There is no us; there is no them.
As I’ve pointed out in previous articles, Western culture prefers duality and prefers to divide the world into two halves. The haves and the have nots. The good and the bad. The tall and the short. Everything in shades of black and white, with no grey areas, and certainly no colours! This makes creating conflict easy in a narrative that conforms to this world view. It is ‘us’ against ‘them’.
However, the world is not that simple. The situation behind your conflict has to be a little more interesting and ambiguous, unless you are writing a story for young to middle aged children. Older children and teenagers – young adults – are a much more sophisticated and savvy audience than even ten years ago. Go ahead and blame the Internet, but it is a trend that was well entrenched in our culture before the World Wide Web existed; previous generations have blamed rock music, television and comic books.

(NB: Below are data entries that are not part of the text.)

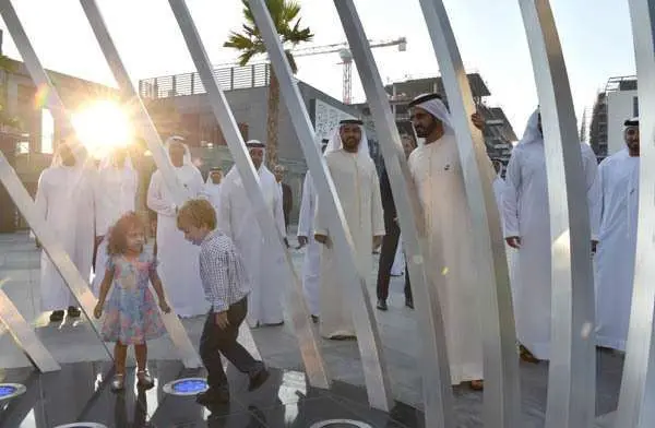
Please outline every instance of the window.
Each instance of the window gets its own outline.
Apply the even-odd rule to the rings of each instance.
[[[51,154],[55,148],[55,119],[47,108],[41,110],[41,144],[40,152]]]

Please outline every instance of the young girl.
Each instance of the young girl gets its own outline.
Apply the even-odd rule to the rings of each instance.
[[[153,284],[165,313],[170,308],[164,297],[162,281],[157,275],[157,263],[144,253],[145,225],[133,212],[123,215],[109,231],[107,270],[100,285],[98,305],[94,316],[100,318],[105,299],[114,284],[107,302],[102,335],[106,342],[116,342],[114,358],[116,377],[112,391],[124,389],[126,358],[128,346],[134,345],[136,354],[136,378],[140,388],[150,389],[153,380],[145,370],[147,347],[145,342],[164,334],[162,318],[148,288]]]

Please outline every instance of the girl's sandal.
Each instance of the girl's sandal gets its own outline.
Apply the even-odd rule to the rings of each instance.
[[[111,391],[120,392],[126,389],[126,376],[121,373],[114,374],[114,380],[111,381]]]
[[[147,370],[139,370],[136,371],[136,385],[144,390],[150,390],[155,385],[153,378],[148,374]]]

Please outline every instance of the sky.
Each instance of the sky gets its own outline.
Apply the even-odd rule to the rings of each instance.
[[[299,0],[311,45],[345,41],[333,1]],[[538,104],[519,0],[443,0],[466,70],[479,72],[491,92],[488,104],[505,110],[514,131]],[[194,71],[168,2],[97,0],[132,80]],[[187,0],[213,63],[233,62],[223,48],[242,23],[239,0]],[[114,78],[78,0],[14,0],[19,17],[44,67],[115,85]],[[355,0],[369,39],[407,38],[407,50],[373,50],[384,83],[439,74],[418,0]],[[579,121],[609,78],[635,73],[628,1],[550,0]],[[4,29],[4,23],[0,22]],[[310,45],[305,45],[310,46]],[[2,51],[20,59],[4,31]],[[298,78],[342,97],[337,54],[298,58]],[[354,100],[365,100],[354,70]]]

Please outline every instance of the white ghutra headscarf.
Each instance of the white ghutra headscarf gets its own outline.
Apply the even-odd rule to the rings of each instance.
[[[525,126],[525,131],[523,132],[523,138],[519,141],[517,145],[525,145],[532,143],[543,143],[544,134],[539,131],[539,109],[537,108],[529,115],[529,119],[527,119],[527,124]]]
[[[325,147],[325,152],[323,155],[327,153],[337,152],[343,148],[344,143],[341,140],[341,129],[344,124],[357,124],[361,130],[361,140],[359,141],[359,146],[357,147],[358,156],[366,156],[370,158],[370,152],[368,147],[368,138],[366,136],[366,129],[364,128],[364,122],[357,119],[344,119],[338,122],[338,127],[332,133],[332,138],[327,142],[327,146]]]
[[[433,118],[441,121],[441,123],[443,123],[444,135],[454,135],[455,134],[455,129],[453,128],[450,112],[448,111],[445,104],[443,104],[443,100],[441,99],[441,95],[439,95],[439,94],[419,95],[416,98],[414,98],[412,100],[412,103],[409,103],[408,107],[409,108],[413,108],[413,107],[421,108],[421,109],[426,110],[427,112],[429,112],[430,115],[432,115]]]

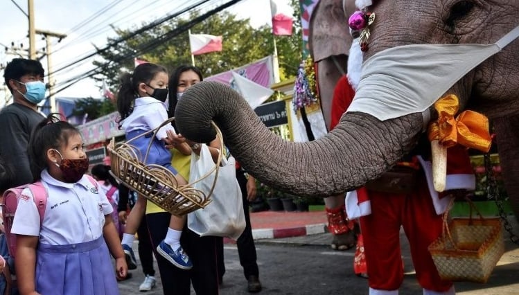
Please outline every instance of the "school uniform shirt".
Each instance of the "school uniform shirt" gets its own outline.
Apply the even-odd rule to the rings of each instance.
[[[105,215],[113,208],[104,193],[88,177],[68,184],[53,178],[46,170],[42,182],[49,196],[43,224],[28,188],[21,193],[11,231],[39,236],[39,242],[51,245],[78,244],[97,240],[103,235]],[[95,181],[94,181],[95,182]]]
[[[132,114],[123,120],[122,128],[128,134],[132,131],[149,131],[160,126],[168,120],[168,111],[164,103],[151,97],[135,98]],[[162,140],[168,136],[167,130],[174,133],[175,129],[170,124],[161,127],[157,132],[157,138]]]

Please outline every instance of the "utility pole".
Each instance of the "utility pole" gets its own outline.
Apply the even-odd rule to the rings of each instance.
[[[36,59],[36,29],[34,26],[34,3],[33,0],[28,0],[29,18],[29,59]]]
[[[52,54],[52,50],[51,49],[51,37],[58,38],[58,42],[61,42],[62,39],[67,37],[67,35],[60,34],[59,33],[49,32],[48,30],[35,30],[35,33],[37,34],[43,35],[43,37],[45,38],[45,43],[46,44],[45,52],[47,55],[47,80],[49,81],[47,85],[49,86],[49,105],[51,107],[51,112],[55,113],[56,102],[55,98],[54,97],[54,85],[55,84],[55,81],[53,78],[53,73],[52,70],[52,60],[51,59],[51,55]]]

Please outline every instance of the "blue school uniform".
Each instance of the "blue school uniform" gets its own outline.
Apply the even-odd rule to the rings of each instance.
[[[22,193],[12,232],[39,236],[35,283],[42,295],[118,294],[108,248],[103,237],[105,215],[112,211],[106,196],[87,176],[67,184],[46,170],[42,182],[49,198],[43,222],[28,189]]]
[[[139,134],[157,128],[167,119],[168,113],[164,102],[150,97],[138,98],[135,99],[132,114],[123,120],[122,128],[125,130],[126,140],[129,141]],[[141,162],[148,165],[160,165],[176,175],[177,170],[171,166],[171,153],[166,148],[162,141],[162,139],[167,136],[166,130],[175,132],[173,126],[168,124],[159,129],[156,136],[152,137],[153,134],[150,133],[148,135],[134,139],[130,145],[137,150],[137,154],[140,157],[139,160]],[[150,141],[151,148],[146,161],[144,161]]]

As for an adult audience, they expect a multifaceted conflict, with issues and confrontations happening on more than one level of the narrative.
For example, look to Tolkien’s Lord of the Rings, which seems to be deceptively complex on the surface. On one level, it is a straightforward quest narrative, with plenty of battles and adventure. On another level, it is a retelling of the impact of the Industrial age and World War 1 on the culture of Britain. There is certainly a strong religious undertone to the trilogy; the eternal battle between good and evil. There are flawed protagonists, however, the antagonists have no redeeming qualities. There is a vague theme of anti-intellectualism – which is very odd when you remember Tolkien was an academic. Conflict arises from all these different aspects and none of it is ambiguous. All this trilogy’s conflict is from a difference in ideologies – and they are pretty black and white. Natural and Traditional = Good. Innovation = Bad.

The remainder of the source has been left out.